A three-judge panel of the U.S. Court of Appeals for the 2nd Circuit in New York overturned a lower court decision in favor of Jones’ mother, Emma Jones. It had awarded her $900,000 in damages in 2010 for the death of her son, but the town of East Haven appealed.
The case, in which Jones, a 21-year-old African American, was trailed in a police cruiser and later shot to death at close range by East Haven officer Robert Flodquist, became synonymous with racial profiling.
Jones’ mother claimed that Flodquist, another officer and the town of East Haven, had “a custom, policy, or usage of deliberate indifference to the rights of black people.”
The appeals court ruled that the evidence was insufficient to hold East Haven liable.
Attorney Hugh Keefe, who represented East Haven, said the verdict would save the town and its taxpayers “several million dollars.”
Emma Jones’ attorney, David Rosen, said no decision had been made on whether to appeal the decision to the Supreme Court.

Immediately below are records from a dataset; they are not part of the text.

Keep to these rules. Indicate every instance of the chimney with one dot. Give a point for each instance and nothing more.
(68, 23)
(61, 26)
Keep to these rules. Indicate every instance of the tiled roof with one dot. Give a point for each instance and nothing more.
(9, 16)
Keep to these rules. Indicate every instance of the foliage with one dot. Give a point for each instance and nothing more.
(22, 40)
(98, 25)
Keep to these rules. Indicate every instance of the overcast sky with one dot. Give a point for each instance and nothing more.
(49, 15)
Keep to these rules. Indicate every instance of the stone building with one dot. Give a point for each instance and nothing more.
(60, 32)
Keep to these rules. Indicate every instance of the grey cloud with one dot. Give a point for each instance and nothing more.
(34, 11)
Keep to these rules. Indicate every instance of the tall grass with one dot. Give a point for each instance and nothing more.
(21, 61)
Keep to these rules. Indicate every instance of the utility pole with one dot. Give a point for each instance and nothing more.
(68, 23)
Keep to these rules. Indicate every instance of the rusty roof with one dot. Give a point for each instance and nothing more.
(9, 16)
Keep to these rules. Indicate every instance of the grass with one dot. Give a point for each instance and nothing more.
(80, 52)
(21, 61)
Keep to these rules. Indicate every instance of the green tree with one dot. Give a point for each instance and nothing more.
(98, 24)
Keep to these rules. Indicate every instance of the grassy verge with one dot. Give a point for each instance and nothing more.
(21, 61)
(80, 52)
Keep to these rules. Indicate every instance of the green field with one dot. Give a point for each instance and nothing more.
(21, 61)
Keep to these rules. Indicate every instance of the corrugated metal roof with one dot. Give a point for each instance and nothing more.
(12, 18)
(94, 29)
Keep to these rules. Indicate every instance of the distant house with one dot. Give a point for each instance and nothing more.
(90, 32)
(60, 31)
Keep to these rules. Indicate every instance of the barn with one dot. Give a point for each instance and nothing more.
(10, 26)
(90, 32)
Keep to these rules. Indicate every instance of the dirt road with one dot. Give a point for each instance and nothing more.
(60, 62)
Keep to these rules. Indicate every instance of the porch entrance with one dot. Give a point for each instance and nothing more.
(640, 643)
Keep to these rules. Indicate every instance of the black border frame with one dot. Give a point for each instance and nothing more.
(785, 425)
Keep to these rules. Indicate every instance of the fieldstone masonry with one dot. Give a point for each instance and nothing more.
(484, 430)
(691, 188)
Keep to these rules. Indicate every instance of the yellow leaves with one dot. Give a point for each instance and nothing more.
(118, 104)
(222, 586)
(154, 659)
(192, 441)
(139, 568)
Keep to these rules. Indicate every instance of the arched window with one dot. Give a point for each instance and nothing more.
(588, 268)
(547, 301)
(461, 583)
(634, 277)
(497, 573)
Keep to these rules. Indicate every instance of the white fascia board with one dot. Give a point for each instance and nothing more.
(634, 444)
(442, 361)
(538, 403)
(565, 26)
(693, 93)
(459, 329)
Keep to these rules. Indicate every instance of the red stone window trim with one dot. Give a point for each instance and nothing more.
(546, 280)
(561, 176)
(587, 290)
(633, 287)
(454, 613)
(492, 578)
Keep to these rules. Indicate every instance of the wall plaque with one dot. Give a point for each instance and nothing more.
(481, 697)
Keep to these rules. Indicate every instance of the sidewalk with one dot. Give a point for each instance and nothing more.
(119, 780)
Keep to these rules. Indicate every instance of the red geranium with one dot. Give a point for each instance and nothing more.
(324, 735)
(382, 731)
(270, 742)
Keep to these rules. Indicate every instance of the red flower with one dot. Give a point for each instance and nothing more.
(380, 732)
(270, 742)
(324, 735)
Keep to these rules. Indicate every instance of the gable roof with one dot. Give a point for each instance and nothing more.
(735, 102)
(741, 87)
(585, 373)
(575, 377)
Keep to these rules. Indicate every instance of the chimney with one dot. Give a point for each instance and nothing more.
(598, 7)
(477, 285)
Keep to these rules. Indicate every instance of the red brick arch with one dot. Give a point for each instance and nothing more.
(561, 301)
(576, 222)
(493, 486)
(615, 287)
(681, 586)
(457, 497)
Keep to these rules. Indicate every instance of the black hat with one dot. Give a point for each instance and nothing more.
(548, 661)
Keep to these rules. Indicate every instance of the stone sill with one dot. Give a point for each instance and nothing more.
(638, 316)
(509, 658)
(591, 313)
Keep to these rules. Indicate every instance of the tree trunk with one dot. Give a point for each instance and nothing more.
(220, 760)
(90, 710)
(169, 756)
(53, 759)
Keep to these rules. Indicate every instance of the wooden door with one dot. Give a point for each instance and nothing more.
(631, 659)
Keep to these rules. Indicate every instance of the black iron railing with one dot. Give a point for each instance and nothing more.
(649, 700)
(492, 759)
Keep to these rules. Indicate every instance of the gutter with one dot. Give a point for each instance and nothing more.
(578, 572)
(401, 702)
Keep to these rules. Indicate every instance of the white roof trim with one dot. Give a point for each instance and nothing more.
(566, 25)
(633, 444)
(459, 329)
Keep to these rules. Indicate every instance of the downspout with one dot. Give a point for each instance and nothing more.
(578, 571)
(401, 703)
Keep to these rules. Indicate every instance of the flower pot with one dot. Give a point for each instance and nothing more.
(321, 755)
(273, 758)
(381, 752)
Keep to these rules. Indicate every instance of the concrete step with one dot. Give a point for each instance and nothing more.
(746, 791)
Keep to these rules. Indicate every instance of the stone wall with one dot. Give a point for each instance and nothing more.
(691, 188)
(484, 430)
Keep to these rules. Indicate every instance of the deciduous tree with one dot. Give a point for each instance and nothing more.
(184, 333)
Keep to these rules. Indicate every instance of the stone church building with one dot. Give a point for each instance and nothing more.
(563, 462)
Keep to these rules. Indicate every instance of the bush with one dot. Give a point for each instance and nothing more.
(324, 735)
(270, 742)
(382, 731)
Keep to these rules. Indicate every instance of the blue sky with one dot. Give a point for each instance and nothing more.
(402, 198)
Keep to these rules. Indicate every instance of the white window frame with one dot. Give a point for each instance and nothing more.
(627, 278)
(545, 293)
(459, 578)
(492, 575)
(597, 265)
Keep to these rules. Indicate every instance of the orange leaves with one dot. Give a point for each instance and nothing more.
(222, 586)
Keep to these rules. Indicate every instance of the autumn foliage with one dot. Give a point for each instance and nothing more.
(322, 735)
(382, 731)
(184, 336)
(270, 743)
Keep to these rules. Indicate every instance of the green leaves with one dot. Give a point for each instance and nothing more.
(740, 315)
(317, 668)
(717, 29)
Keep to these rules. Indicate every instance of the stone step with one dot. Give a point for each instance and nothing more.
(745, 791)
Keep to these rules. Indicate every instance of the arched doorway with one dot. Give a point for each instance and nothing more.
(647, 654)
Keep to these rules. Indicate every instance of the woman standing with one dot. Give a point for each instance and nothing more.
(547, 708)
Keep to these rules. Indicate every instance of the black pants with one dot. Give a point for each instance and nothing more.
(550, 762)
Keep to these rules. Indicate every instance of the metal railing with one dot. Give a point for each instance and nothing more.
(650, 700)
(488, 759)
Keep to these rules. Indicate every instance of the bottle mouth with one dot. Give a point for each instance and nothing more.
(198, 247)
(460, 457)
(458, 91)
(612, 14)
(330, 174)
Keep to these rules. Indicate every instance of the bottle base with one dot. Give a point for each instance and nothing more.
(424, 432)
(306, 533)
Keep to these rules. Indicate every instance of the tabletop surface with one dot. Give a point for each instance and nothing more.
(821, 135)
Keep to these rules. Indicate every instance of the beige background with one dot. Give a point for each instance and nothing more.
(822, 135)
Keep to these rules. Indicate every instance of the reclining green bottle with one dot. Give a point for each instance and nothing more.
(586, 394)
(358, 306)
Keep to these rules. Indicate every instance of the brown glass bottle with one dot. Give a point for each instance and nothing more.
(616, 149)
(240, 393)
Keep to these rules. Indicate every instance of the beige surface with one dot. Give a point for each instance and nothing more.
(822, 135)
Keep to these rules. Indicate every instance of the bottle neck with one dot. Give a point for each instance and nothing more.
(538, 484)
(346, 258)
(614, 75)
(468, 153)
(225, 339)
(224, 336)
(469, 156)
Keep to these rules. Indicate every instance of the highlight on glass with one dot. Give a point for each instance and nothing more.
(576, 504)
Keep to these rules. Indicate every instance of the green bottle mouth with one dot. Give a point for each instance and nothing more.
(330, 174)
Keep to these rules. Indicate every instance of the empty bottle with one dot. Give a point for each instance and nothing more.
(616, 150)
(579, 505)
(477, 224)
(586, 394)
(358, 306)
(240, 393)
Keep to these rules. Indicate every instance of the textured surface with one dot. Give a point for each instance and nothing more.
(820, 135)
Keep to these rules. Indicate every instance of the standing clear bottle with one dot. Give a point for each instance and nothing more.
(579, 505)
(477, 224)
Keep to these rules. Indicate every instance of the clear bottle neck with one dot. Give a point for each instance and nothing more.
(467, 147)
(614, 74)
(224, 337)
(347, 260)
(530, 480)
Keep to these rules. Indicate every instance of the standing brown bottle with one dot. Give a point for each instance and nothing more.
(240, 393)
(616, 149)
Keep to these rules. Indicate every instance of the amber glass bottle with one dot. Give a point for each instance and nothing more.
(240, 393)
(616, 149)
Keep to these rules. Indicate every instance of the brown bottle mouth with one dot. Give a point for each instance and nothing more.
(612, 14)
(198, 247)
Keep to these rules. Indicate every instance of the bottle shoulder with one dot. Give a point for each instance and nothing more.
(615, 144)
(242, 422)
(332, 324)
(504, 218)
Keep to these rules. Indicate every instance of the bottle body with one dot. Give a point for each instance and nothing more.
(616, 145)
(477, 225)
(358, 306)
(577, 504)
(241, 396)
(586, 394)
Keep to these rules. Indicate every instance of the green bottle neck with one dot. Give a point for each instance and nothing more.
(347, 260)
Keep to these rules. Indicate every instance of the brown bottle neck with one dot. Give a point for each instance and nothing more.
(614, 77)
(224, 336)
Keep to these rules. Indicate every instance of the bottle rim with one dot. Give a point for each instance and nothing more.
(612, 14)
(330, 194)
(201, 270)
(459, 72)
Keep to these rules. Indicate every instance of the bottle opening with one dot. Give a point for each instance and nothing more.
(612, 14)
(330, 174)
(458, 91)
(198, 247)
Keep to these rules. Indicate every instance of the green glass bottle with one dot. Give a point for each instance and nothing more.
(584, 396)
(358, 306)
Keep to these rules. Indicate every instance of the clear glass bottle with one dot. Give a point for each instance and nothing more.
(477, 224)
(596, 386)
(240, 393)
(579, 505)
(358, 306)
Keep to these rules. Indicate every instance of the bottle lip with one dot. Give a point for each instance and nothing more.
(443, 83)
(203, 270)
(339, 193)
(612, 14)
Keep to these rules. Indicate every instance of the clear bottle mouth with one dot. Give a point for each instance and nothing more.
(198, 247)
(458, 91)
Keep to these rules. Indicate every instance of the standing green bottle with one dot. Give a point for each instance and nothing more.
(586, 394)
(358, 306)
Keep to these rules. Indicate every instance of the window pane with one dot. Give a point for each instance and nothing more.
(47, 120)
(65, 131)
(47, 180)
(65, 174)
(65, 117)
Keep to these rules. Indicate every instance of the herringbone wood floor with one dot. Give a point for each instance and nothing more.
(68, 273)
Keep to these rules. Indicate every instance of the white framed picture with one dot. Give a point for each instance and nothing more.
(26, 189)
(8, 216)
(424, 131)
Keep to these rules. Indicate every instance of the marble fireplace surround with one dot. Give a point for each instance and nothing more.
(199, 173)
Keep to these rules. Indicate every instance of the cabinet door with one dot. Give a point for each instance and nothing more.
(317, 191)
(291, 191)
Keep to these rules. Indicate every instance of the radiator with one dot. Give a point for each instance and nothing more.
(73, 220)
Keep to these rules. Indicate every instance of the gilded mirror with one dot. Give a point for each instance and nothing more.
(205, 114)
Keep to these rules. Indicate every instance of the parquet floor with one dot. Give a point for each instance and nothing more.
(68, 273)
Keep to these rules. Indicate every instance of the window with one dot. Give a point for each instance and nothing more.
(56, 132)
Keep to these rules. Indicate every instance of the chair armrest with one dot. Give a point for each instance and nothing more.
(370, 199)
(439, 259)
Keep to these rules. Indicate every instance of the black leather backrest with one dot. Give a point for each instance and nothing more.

In overturning the verdict the judges said plaintiffs did show a pattern of behavior that would prove municipal liability on the part of East Haven in the Malik Jones case.
Still, the ruling recognized “instances of reprehensible and at times illegal and unconstitutional conduct by individual officers.”
The judges also said that they were “aware of recent reports concerning the alleged misconduct” by the town’s police.
Four East Haven police officers were charged in January with using excessive force against undocumented Hispanic immigrants. A civil rights investigation by the Department of Justice earlier found a pattern of discrimination toward Latins.
East Haven Mayor Joseph Maturo was forced to apologize in January after, when asked what he might do to mend fences with the Latino community, answered that he “might have tacos when I get home.”